On the porch

I love a porch. This extension of the home may have its roots in the Greek and Roman buildings where porticos served a valuable function, providing shelter, gathering spots, and the ever-welcome breeze and escape from the heat inside of the home.

Porches invite you to pause, to sit awhile, and to contemplate. In home building in the United States, they disappeared in the post World War I era when housing was in high demand for returning soldiers and their families. The brick boxes that went up quickly were focused on efficient completion so they could be occupied and not on aesthetics. I live in one of those 1940s boxes, and trust me, everything was efficient. The goal was to get it done. Make it quick, make it affordable, and get it sold. So, we have added a porch to the back of the house to satisfy the need for this place to relax and enjoy the essence of the outdoors without getting rained on.

My favorite porch memory is of the farmhouse porch on my Uncle Johnnie’s house. That porch followed the walls and turns around five sides of this complicated 7-sided house with gazebo-like structures at the middle corners or turns. As a child, you imagined that the porch went on forever. There were porch swings, rockers, and benches all along the way. The filigree in the railings was filled with spindles and cut-out designs of flowers and leaves. That porch was a marvelous playground. We made cornhusk dolls there, and if you know what a milking filter is, you will recognize the multi-layered dolls made from milking filters with their wide-flowing skirts and corn cob heads.

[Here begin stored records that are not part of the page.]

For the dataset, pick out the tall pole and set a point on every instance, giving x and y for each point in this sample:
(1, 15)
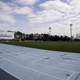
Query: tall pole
(49, 30)
(71, 31)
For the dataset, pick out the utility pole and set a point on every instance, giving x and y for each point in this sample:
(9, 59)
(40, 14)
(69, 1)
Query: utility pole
(49, 30)
(71, 31)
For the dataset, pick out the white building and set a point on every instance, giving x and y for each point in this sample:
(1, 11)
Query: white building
(7, 35)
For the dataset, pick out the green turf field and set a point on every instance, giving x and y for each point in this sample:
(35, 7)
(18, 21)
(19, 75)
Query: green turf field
(56, 46)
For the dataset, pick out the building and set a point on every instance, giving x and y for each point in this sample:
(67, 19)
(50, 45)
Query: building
(7, 34)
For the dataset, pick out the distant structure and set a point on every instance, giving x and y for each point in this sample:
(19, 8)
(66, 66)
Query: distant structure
(78, 36)
(50, 30)
(7, 34)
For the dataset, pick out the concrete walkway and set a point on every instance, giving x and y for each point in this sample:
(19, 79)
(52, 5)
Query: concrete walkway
(36, 64)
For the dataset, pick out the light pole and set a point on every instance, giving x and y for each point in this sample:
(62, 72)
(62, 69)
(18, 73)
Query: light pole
(71, 31)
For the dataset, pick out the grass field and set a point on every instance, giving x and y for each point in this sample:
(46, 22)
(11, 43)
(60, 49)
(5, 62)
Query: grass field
(56, 46)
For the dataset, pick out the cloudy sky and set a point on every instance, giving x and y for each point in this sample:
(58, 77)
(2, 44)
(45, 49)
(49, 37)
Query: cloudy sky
(36, 16)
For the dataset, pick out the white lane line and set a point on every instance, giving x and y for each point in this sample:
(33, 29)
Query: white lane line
(31, 69)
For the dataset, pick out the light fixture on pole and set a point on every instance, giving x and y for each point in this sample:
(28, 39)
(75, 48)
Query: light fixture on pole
(71, 31)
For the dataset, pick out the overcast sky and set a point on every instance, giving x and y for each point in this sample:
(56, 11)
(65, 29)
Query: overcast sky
(38, 15)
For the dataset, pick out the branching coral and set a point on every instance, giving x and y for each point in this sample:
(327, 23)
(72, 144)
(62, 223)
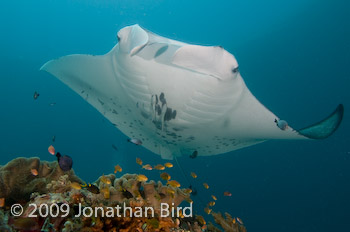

A porch is a place to retreat and a place to meet with friends. Regardless of the stressors of the day, the porch seems to remove them. Perhaps the breeze that passes through the porch serves to sweep them away. Or maybe the sway of the swing moves them to another place where they will not concern you. I hope you have a porch or a favorite Inn in the countryside where you can retreat to their porch and release the tensions of the day.